Semester at Sea Fall 2006 Voyagebanner




TABLE OF CONTENTS



One night in Yangon

Jessica Von Wendel

            As far as we understood our local friend was taking us to karaoke in Yangon, Burma.  We arrived at what looked like a huge country club.  Decorative lights hung everywhere and music was playing.  As we walked in and went up the stairs we looked down at the central stage.  A woman stood singing a Burmese ballad.  We sat down on puffy seats.  I looked around and saw only men.  Then my friend explained that this was not karaoke in the Japanese sense.  He had lived for ten years in Japan and knew what we were probably expecting.  He wanted to show us what Burma was becoming.  *Click here for short movie of the club scene.
 

In Burma there has been a recent backlash of the sex trade with Bangkok.  Many Burmese women are trafficked over the border, but the prostitution houses of Thailand are beginning to emerge in Yangon itself.  He clarified the whole process to us.  A man can pay money to request a song.  If he sees a girl he likes he pays around five US dollars, which is a large amount of money in Burma, to buy the girl a boa-like garland or a tacky hat similar to a sombrero.  At the end of the night the man who paid the most for the girl takes her home or to a hotel.  As I watched all the girls perform a dance number, I looked at each one individually.  One girl was dressed in Catholic school girl attire with her midriff exposed and pig tails, but the majority of the girls were primarily covered in modest ball gowns and cocktail dresses.  Burma is still fairly conservative, evidently this holds even when it comes to prostitution. 

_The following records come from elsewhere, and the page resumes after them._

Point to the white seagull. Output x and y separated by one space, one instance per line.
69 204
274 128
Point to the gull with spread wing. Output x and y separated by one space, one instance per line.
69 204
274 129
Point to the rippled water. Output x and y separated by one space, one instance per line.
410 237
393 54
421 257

I asked my friend how old he thought these girls were.  He said if you asked them they would say 22, but most were probably around 17 years old.  They primarily come from local villages on the outskirts of the city.  Some had energetic faces and smiled a lot, but most wore blank expressions that were indifferent to the fast beat of the music or the context of the song they were singing.  In Monique Skidmore’s article “Darker than Midnight: Fear, vulnerability, and terror making in urban Burma” she explains that “the vast majority of Burmese she met survive by adopting a blank exterior persona: listless eyes in wooden bodies.”  This is exactly the bank gaze that I saw on the women in this Yangon karaoke club.  These women must adopt this persona even more than the average Burmese citizen, because in addition to living under a totalitarian military dictatorship they also face sexual exploitation on a daily basis.  At the end of the number, the girl with the most garlands and hats was seated on a thrown and crowned like a prom queen.

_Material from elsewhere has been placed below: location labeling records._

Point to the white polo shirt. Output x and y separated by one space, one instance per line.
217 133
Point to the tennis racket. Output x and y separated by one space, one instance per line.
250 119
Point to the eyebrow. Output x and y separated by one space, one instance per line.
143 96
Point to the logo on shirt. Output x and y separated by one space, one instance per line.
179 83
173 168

I walked away from this experience completely amazed by the aristocratic openness of the sex trade.  Still the women at this Yangon club exhibited a distance in their faces that is universal to many sex workers.  They seemed unaware that they were performers in a surreal world.  In the Yangon sex trade, women don’t just sell their bodies down some dark alley corner, but actually go through an application process to be exhibited on stage and compete in a beauty pageant where garlands mean survival.